Roger snorted and took a long pull at his beer. Lady Helen Bradley was the current leader of the Liberal party in the House of Lords, and her insulation from the electoral process also seemed to insulate her from rationality, in Roger’s opinion. She got to live in her own little echo chamber, where the only people she ever spoke to were those—from all sides of the aisle, he had to acknowledge—who agreed with her, and the electorate couldn’t even punish her at the ballot box, because she never had to stand for office.

The good news (from Roger’s perspective, at least) was that the Conservative Association had never had much representation in the House of Commons to begin with and that the isolation from reality of peers like Bradley was steadily eroding the Liberals’ popular support, which was actively costing them seats in the lower house, as well. Allen Summervale, the Duke of Cromarty, who’d assumed the leadership of the Centrist Party with Earl Mortenson’s resignation last year, was gathering up quite a few of those disaffected Liberals. The
bad
news was that the Star Kingdom’s constitution gave the House of Lords disproportionate power, which meant a sufficient number of nobly born drooling idiots could still hamstring the government’s policy badly.

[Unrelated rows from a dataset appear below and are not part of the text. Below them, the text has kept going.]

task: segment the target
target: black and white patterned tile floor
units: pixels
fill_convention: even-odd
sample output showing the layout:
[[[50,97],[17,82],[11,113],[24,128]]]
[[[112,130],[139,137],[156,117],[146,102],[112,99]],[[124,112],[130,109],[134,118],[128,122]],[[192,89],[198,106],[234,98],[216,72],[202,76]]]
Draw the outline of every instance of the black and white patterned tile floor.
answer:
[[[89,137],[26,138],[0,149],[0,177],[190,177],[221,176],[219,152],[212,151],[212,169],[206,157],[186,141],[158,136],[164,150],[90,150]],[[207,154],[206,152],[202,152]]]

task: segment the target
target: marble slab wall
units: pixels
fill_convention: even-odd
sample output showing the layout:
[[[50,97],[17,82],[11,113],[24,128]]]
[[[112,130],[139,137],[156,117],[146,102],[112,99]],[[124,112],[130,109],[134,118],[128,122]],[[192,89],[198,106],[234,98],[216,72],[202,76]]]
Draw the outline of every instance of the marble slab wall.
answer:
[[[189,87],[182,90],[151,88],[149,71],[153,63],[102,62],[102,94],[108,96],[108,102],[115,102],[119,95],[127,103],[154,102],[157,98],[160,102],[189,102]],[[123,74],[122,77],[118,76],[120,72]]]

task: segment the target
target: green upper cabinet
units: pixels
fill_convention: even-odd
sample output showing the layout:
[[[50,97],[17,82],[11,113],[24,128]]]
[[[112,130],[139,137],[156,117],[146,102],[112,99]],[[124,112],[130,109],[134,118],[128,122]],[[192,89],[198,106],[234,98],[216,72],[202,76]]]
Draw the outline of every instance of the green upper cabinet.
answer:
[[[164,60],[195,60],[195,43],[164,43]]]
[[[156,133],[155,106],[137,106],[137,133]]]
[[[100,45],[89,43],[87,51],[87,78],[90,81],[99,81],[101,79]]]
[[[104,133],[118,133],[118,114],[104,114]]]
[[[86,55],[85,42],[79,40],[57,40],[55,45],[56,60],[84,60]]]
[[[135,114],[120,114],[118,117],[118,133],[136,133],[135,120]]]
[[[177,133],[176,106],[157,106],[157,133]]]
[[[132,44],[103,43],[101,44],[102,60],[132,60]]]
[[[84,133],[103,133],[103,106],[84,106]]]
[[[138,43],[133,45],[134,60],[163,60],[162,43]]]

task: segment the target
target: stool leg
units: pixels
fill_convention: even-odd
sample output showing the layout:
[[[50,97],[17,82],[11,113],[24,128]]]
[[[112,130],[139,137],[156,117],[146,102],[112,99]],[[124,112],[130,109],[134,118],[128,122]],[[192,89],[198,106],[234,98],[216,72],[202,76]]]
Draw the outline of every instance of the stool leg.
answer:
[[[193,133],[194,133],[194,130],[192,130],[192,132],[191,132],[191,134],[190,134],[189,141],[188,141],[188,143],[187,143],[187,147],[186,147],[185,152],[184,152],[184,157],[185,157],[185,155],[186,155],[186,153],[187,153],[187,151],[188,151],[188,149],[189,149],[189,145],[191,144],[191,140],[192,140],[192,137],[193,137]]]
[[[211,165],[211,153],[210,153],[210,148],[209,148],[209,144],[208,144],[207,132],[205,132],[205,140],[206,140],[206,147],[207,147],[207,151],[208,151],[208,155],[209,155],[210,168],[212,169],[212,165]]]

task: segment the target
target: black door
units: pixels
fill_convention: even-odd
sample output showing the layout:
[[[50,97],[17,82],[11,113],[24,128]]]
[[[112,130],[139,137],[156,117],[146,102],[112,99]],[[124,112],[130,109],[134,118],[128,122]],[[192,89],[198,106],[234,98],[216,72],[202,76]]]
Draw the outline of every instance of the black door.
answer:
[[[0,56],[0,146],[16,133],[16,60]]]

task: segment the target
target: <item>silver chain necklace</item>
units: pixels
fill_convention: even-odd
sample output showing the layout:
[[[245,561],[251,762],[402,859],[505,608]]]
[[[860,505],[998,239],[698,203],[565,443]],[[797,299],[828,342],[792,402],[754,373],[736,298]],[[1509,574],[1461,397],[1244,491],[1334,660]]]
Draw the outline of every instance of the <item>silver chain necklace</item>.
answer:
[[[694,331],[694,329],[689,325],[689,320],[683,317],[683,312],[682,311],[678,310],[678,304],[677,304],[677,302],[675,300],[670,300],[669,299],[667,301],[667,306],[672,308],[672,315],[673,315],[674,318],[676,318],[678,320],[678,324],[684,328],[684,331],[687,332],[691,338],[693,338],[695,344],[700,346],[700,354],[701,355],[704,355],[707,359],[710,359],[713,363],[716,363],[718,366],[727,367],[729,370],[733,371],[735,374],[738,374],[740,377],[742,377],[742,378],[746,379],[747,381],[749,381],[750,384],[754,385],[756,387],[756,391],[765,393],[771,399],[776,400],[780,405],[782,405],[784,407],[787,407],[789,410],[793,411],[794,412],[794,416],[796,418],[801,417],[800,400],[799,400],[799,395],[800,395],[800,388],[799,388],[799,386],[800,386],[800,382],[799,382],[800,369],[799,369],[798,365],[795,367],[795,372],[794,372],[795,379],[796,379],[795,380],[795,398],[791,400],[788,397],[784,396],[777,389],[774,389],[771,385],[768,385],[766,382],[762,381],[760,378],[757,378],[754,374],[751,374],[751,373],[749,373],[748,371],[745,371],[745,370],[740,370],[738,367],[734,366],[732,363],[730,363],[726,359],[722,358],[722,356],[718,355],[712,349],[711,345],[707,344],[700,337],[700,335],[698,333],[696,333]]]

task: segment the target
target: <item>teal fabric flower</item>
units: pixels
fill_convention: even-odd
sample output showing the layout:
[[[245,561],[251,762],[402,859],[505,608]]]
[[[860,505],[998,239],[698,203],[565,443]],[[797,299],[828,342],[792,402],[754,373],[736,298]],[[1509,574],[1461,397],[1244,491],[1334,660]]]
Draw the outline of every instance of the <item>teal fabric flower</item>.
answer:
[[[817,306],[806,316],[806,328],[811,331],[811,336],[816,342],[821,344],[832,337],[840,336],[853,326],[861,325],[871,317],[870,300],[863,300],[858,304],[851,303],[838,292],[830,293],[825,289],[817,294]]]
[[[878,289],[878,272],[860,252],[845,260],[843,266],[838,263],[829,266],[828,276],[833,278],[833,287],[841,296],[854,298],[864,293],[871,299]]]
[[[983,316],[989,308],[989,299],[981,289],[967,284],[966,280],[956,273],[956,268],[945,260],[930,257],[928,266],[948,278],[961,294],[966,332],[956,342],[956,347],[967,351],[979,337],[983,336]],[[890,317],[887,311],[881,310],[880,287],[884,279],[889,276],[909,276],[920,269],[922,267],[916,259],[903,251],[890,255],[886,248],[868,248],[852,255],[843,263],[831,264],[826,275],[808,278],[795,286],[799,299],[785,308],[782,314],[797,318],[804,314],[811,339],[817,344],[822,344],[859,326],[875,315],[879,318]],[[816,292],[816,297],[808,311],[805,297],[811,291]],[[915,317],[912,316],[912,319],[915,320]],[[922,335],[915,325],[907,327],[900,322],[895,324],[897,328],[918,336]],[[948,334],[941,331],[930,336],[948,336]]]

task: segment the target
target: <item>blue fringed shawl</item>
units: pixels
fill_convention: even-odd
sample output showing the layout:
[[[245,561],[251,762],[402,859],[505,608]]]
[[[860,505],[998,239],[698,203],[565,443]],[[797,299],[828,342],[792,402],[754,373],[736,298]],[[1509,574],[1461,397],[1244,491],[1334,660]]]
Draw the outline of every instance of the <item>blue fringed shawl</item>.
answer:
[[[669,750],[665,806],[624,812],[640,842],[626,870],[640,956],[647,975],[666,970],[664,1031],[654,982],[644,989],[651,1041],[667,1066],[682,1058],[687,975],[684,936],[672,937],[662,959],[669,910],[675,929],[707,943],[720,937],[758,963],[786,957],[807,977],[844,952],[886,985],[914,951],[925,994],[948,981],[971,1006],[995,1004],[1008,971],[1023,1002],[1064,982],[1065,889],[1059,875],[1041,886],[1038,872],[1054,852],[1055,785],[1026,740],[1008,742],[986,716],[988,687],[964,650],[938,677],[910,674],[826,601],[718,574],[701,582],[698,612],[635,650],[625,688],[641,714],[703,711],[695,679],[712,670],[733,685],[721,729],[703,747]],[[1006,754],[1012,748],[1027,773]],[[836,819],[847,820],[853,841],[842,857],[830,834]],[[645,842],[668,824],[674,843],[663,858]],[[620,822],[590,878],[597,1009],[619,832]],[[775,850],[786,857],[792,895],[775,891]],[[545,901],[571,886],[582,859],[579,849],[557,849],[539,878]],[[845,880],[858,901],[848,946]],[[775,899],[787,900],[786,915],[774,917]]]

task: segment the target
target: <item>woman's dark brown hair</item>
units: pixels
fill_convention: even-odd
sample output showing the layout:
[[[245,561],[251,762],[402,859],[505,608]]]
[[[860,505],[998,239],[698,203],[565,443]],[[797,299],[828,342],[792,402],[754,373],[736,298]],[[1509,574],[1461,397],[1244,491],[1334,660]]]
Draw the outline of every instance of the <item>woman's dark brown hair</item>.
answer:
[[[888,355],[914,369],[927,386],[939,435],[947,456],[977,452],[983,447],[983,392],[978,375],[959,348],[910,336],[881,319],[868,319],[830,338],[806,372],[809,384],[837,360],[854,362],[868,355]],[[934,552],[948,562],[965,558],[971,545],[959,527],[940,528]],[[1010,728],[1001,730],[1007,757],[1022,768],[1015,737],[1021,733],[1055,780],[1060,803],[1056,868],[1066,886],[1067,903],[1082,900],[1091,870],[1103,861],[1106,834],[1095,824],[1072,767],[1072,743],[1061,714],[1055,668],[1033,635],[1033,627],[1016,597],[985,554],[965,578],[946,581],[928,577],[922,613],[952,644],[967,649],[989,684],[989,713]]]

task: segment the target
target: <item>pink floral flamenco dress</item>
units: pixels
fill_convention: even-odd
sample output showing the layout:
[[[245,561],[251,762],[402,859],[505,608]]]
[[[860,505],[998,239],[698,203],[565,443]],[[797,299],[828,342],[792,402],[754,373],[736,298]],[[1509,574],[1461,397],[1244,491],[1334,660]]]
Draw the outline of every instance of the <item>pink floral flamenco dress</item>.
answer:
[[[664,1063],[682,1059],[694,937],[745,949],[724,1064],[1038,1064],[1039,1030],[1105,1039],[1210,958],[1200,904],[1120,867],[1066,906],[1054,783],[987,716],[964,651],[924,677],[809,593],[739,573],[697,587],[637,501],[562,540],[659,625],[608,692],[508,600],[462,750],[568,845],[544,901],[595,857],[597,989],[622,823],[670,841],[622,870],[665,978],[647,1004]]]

The fact that Leonard Shumate, the Earl of Thompson, was Prime Minister instead of Cromarty was a demonstration of that unhappy truth. Roger had nothing against Thompson. In fact, he liked the earl a great deal, and Thompson was a Crown Loyalist. As such, his support for the House of Winton could be taken as a given. But everyone knew that, and putting together a majority in the House of Lords—essential for any prime minister—had required some unhappy horsetrading. That was how Jackson Denham had ended up as Chancellor of the Exchequer, traditionally the second most powerful seat in the Cabinet, and how Alfredo Maxwell, a Liberal, had ended up as Home Secretary while a Centrist like Dame Alice had been forced to settle for Trade.